L’élu local et le responsable du MSA ont tous deux fait état d’un retrait, au moins partiel, des combattants de l’EIGS. « Actuellement nous contrôlons la ville, et le GSIM une autre partie », a dit le responsable du MSA.

Les combattants du MSA ont « regroupé les informations et les corps », a-t-il ajouté.

« Ce qui nous inquiète vraiment c’est la situation humanitaire, les populations sont abandonnées à elles-mêmes », a dit l’élu local.

« La situation sur place est très difficile selon les témoins », a rapporté un humanitaire travaillant dans la région.

Une association de femmes, ressortissantes de la localité mais installées à Gao, a lancé un « appel pressant » pour « venir en aide aux populations meurtries ».

Talataye comptait quelque 13.000 habitants en 2009, date du dernier recensement au Mali.
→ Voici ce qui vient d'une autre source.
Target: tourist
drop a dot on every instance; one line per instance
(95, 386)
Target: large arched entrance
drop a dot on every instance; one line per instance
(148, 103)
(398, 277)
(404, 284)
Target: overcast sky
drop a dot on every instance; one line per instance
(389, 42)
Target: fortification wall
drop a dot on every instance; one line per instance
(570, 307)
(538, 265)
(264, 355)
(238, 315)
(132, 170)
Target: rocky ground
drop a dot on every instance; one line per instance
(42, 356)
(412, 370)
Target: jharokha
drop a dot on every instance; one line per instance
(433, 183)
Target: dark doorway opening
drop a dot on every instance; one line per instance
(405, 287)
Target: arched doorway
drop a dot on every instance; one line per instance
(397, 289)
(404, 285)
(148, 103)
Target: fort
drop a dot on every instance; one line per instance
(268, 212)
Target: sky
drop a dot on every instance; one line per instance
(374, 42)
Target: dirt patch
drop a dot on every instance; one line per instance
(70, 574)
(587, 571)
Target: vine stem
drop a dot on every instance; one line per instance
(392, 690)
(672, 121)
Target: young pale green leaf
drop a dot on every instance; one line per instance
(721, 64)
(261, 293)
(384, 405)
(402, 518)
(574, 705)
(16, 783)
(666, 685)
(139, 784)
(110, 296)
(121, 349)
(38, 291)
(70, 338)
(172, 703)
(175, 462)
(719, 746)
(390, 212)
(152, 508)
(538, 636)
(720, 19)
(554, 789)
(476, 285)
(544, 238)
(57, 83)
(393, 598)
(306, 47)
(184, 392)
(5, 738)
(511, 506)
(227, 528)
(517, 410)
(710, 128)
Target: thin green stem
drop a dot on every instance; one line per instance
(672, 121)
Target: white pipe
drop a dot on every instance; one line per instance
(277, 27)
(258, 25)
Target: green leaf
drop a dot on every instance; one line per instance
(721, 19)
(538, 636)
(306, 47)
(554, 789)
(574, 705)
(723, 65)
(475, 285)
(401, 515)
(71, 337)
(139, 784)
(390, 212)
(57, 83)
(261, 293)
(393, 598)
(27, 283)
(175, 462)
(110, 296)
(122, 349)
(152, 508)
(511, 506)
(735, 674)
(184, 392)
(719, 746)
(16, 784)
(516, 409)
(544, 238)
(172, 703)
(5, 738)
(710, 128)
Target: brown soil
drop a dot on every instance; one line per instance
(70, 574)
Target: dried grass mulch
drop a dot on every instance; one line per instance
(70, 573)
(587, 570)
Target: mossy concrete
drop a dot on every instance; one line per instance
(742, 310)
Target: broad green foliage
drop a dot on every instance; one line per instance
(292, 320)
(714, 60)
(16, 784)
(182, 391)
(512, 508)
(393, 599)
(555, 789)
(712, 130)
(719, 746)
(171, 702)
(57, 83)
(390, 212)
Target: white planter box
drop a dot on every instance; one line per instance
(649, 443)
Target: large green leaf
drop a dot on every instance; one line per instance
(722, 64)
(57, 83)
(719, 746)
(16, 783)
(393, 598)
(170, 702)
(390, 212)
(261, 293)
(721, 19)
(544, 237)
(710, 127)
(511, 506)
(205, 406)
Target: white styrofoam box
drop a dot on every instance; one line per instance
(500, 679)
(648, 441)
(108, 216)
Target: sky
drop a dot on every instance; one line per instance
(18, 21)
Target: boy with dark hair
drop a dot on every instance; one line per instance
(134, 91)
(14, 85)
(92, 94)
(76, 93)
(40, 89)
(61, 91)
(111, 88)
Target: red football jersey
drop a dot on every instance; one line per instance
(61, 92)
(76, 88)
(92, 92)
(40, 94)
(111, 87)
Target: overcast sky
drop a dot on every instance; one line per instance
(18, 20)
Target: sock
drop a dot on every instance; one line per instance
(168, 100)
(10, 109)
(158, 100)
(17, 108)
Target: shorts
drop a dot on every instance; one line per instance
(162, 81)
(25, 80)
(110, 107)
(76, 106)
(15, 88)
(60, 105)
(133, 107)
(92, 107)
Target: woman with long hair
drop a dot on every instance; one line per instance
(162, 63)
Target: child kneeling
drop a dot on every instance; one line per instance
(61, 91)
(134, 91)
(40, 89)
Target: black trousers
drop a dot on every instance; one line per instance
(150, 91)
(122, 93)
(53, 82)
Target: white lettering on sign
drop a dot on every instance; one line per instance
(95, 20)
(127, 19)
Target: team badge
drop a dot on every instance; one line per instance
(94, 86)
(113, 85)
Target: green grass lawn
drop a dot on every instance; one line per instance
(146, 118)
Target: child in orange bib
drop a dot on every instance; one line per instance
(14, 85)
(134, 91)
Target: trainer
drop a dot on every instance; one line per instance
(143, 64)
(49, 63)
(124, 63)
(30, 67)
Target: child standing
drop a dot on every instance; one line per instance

Le GSIM passe pour être très influent dans cette région majoritairement habitée de nomades touareg dahoussahak (également appelés Idaksahak).

D’autres groupes armés qui ont signé des accords de paix avec l’Etat malien en 2015 après l’avoir combattu, principalement des combattants du MSA, y sont également implantés.

Toute cette immense région de Gao et de Ménaka, plus à l’est, est la proie depuis des mois de combats mettant aux prises des jihadistes entre eux ou les jihadistes avec d’autres groupes armés essentiellement touarègues.

L’Etat y a une très faible présence et les populations, principalement des nomades vivant dans des campements éparpillés dans le désert, sont prises entre deux feux, victimes de massacres et de représailles parce que soupçonnées de pactiser avec l’ennemi, ou privées de moyens de subsistance.

Il y a des centaines de morts civils et des dizaines de milliers de déplacés.

L’Etat malien a indiqué mardi avoir mené une « reconnaissance offensive » aérienne sur Talataye. Le chef de la communication de l’armée, le colonel Souleymane Dembélé, disait vendredi dans la presse malienne que l’occupation de Talataye par les jihadistes de l’EIGS était une « fausse information ».

L’EIGS, créé d’une scission avec d’autres groupes jihadistes en 2015, a prospéré ces dernières années dans une zone d’action limitée aux bandes frontalières entre Mali, Burkina Faso et Niger. Le groupe, qui a largement recruté dans des communautés nomades historiquement marginalisées par les Etats centraux, s’est rendu coupable de nombreux massacres de civils, notamment à Seytenga au Burkina Faso où 86 civils ont été tués en juin.